こういう状況はツラいです。でも、自分の人生を振り返るとわかると思うのですが、この感覚はいっぱい読んでも消えません。だから「勉強を手に入れる」にあたっては、「あれも読まなきゃ、これも読まなきゃ」という「対策」は間違っています。
ではどうすればよいか。読む本を減らすのです。
ただし、もちろん、ただ減らせばよいのでもありません。そこで、今回のタイトルにある、リーディング・リストの出番です。
リーディング・リストとは、読むべき本のリストです。これを作ろうという話なのですが、ただ、あなたはここで、「あれもこれも読まなきゃ」をすべてリストに放り込んではいけません。そういったリストなら、読書家のみなさんは、すでに種々の管理ツールで作っているでしょう。でも、それでは現状と同じです。
ここでやるべきことは、トピックをひとつに絞ることなのです。
つまりこれは、なんでもかんでも知りたいことを無尽蔵に知ろうとするためのリストではありません。これはいわば、ひとつの専門を手に入れるための作業です。
たとえば「経営者のリーダーシップ」に決めたとしましょう。Amazonで検索すると、「経営者 リーダーシップ」でも100件くらいヒットする。各書籍をクリックすれば、関連書籍はどんどんふくらむ。
これは、規模の違いはあれ、どんなトピックでも似たようなことが起こります。そこでどうするか。あらかじめ冊数を決めて本を厳選するのです。
何冊に絞ればよいか。ズバリ言いましょう。5冊です。
5冊でリーダーシップの専門家になれるか。なれません。でもここでの目的は、「専門家になる」ことではない。上に書いたことを読み直してみてください。わたしは「専門を手に入れる」と書きました。ここで「専門を手に入れる」とは、そのトピックについての自分なりの知識の網を持っているということです。
それをどうやってつくるか。ここが重要です。
まずは1冊読み、つづいてもう1冊読みます。2冊読んだら、1冊目と2冊目の関係を自分の言葉で言語化します。3冊読んだら関連付けはもっと難しくなるのですから、2冊目の時点で、まずは最初の2冊の関係を語れなくてはなりません。そうやって、インプットしたものの消化にきちんと負荷をかけるのです。

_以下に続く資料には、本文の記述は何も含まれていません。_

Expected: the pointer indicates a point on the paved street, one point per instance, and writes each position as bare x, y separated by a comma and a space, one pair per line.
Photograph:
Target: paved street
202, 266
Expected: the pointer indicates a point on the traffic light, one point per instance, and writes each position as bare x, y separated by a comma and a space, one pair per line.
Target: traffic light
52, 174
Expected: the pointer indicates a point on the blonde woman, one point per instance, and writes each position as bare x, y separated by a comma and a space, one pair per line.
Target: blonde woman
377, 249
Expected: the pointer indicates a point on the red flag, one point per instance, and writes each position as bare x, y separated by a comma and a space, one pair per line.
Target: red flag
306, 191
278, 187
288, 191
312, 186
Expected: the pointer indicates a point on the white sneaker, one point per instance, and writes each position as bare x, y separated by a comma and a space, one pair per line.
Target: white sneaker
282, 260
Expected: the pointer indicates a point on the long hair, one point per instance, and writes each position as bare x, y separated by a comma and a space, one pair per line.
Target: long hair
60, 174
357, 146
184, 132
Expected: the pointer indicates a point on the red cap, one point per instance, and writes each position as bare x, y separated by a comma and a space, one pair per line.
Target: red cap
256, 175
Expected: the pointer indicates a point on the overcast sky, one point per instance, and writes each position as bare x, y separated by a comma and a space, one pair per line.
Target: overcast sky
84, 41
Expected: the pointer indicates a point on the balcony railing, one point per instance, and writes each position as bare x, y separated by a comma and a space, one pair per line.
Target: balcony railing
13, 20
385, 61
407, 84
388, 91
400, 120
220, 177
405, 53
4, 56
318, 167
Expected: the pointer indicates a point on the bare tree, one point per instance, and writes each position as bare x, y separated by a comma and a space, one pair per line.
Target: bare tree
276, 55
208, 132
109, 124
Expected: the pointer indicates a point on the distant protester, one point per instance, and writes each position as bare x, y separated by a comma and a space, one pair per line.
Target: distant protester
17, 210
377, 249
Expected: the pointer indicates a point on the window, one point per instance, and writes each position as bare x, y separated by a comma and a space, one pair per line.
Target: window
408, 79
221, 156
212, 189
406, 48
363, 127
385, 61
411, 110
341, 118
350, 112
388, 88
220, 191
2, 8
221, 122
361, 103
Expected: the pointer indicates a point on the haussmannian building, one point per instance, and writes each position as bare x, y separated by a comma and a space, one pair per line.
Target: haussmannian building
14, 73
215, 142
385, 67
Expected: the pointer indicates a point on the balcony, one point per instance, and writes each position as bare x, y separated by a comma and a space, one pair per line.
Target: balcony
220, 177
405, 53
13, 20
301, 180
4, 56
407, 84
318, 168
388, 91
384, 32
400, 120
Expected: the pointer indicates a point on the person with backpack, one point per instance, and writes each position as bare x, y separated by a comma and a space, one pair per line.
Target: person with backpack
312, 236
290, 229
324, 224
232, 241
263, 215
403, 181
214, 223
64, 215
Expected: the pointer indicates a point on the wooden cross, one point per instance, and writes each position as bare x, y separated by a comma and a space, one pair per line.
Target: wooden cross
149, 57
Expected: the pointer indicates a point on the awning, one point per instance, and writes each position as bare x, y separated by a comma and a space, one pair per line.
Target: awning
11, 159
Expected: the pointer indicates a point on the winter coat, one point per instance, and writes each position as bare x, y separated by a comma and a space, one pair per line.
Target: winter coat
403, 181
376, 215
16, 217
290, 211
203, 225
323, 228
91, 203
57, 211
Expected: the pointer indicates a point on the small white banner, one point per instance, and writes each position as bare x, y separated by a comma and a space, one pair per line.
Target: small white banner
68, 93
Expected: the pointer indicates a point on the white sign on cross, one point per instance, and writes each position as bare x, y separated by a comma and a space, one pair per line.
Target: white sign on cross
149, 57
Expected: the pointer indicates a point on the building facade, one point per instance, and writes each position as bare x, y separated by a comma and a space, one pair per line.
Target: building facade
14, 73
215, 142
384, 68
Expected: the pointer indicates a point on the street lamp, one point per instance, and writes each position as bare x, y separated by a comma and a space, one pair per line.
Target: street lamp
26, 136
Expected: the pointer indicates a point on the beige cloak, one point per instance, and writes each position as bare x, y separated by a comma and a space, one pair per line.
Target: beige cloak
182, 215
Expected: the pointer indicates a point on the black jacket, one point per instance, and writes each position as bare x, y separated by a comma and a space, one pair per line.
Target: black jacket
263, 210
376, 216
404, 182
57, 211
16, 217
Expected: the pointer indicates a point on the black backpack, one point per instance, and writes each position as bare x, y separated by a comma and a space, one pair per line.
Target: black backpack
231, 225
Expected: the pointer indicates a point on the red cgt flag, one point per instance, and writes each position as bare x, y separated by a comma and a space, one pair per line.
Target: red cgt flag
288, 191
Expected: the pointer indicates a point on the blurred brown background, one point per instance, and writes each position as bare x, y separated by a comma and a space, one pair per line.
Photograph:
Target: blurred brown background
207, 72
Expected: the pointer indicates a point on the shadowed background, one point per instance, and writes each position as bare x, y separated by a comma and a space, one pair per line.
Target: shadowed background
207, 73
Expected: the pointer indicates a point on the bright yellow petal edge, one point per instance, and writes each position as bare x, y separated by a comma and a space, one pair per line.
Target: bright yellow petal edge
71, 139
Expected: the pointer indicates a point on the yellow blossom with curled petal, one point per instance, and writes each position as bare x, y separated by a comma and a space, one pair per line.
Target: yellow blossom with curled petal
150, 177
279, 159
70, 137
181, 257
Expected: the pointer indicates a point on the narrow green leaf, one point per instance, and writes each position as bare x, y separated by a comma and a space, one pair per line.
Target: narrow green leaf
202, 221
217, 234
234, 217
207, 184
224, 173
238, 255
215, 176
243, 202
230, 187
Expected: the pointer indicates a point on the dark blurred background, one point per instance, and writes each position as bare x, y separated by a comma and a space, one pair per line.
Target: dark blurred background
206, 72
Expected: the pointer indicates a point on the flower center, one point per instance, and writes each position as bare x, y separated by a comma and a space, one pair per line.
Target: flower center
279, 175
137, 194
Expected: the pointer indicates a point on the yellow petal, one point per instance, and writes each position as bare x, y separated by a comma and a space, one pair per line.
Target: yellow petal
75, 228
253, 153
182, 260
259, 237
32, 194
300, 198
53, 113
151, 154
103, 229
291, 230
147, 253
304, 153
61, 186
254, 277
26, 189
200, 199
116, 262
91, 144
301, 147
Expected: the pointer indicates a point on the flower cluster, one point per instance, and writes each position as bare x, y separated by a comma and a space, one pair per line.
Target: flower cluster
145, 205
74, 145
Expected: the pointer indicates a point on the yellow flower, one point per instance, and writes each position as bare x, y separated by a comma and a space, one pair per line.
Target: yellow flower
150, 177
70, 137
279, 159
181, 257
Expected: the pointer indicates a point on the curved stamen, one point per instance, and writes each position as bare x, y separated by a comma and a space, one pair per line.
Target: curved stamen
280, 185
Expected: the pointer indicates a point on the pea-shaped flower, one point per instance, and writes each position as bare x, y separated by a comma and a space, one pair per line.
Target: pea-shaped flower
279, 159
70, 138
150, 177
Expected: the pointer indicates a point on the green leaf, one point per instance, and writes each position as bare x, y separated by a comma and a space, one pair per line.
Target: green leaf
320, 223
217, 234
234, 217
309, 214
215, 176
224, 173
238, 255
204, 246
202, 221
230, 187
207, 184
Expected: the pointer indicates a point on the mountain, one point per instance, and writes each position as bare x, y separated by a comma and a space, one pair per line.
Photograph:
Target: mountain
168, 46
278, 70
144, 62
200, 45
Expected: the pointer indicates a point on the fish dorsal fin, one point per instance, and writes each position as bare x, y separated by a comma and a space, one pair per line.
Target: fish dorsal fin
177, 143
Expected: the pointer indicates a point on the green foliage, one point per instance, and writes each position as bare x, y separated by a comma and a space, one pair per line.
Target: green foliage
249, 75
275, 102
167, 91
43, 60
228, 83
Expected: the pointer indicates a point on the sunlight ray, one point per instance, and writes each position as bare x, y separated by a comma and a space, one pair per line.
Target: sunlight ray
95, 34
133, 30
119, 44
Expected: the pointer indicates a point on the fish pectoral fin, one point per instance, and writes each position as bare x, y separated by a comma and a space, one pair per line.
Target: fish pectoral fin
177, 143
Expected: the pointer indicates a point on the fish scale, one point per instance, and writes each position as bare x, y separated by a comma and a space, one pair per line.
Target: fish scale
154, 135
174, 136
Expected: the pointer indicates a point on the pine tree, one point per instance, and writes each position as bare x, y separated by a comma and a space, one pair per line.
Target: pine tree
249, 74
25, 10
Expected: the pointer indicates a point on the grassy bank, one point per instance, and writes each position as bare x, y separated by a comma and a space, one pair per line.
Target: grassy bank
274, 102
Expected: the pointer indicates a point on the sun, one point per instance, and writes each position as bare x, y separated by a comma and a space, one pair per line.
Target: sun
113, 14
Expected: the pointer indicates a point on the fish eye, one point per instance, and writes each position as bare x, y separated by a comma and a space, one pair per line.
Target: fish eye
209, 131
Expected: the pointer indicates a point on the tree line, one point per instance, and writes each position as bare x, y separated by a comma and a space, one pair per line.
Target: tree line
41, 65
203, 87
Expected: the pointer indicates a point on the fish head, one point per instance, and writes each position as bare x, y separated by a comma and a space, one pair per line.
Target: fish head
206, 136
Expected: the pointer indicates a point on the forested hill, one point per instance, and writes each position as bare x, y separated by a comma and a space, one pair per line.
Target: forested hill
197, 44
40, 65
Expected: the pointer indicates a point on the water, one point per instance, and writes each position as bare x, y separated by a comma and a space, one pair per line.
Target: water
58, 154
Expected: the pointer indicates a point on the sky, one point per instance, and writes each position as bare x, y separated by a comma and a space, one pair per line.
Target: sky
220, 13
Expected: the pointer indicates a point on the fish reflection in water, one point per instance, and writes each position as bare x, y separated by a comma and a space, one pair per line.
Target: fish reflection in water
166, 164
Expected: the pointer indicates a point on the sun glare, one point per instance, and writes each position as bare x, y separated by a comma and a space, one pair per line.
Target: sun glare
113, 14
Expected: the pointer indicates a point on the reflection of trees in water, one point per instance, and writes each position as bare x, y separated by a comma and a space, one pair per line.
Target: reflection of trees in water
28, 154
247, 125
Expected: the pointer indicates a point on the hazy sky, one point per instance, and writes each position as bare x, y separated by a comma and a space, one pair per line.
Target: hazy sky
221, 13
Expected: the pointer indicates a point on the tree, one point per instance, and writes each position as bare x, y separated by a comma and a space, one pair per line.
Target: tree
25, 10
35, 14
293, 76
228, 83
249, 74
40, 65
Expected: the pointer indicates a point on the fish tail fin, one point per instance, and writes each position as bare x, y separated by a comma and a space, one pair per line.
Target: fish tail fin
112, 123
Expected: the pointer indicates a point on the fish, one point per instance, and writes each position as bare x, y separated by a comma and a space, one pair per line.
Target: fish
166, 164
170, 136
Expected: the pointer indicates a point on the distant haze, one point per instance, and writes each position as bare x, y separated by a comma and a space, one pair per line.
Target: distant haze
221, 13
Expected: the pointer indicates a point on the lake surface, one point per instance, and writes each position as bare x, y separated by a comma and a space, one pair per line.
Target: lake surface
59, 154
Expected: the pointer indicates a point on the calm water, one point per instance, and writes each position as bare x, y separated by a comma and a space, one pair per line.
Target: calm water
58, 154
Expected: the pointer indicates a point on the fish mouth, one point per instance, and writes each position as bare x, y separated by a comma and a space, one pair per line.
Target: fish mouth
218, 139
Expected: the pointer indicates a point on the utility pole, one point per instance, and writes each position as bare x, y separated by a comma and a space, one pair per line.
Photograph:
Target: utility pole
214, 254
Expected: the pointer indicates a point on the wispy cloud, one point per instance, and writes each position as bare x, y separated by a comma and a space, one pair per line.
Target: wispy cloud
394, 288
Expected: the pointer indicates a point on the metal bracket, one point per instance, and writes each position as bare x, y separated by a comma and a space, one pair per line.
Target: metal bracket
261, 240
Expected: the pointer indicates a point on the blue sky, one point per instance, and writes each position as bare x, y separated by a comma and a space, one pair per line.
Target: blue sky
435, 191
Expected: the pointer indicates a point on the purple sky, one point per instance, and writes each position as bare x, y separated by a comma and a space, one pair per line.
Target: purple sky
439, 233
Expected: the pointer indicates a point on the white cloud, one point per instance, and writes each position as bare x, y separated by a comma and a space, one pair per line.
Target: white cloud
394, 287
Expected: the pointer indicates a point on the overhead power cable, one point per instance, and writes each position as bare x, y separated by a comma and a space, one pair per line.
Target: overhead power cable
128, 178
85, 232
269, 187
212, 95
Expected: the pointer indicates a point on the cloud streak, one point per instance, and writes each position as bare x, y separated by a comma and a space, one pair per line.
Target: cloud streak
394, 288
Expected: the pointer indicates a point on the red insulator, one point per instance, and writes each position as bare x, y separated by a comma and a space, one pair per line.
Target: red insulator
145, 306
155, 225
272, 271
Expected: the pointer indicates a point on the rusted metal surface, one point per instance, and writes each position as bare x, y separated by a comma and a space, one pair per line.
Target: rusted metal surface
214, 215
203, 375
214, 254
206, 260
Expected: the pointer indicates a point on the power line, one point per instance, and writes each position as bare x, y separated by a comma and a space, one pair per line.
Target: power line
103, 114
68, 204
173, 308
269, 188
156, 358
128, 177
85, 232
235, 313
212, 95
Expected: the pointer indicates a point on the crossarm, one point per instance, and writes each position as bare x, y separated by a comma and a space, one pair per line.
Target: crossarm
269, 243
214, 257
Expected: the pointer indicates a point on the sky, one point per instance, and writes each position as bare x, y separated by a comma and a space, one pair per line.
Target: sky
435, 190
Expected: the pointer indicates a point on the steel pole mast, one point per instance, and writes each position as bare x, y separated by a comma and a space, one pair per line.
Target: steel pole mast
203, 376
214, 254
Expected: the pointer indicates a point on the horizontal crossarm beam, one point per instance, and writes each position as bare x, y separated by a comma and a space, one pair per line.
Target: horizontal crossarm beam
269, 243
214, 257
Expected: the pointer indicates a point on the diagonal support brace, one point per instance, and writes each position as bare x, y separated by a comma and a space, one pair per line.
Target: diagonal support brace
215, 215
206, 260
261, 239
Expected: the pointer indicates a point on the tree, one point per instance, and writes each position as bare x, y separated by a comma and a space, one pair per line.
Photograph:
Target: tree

この5冊は、重要とされる古典を選んでもいいし、自分でインスピレーションで選んでもいいし、なんならAIに選ばせてもいいです。ただし、この関連づけの言語化だけはAIにやらせてはいけません。ここできちんと負荷をかけることが、「これはたしかにこうなっている」という手応え、つまり一種の専門性の基盤になるからです。だからこの5冊は「まとめ本」みたいなのも避けてください。この作業が、知識網をつくる――すなわち、知識を「編む」という作業なのです。
あなたの勉強が進まないのは、読書量が足りないからではありません。読める範囲の少量の本を組織化できていないから、つまり、仕入れた知識を編む作業を怠っているからです。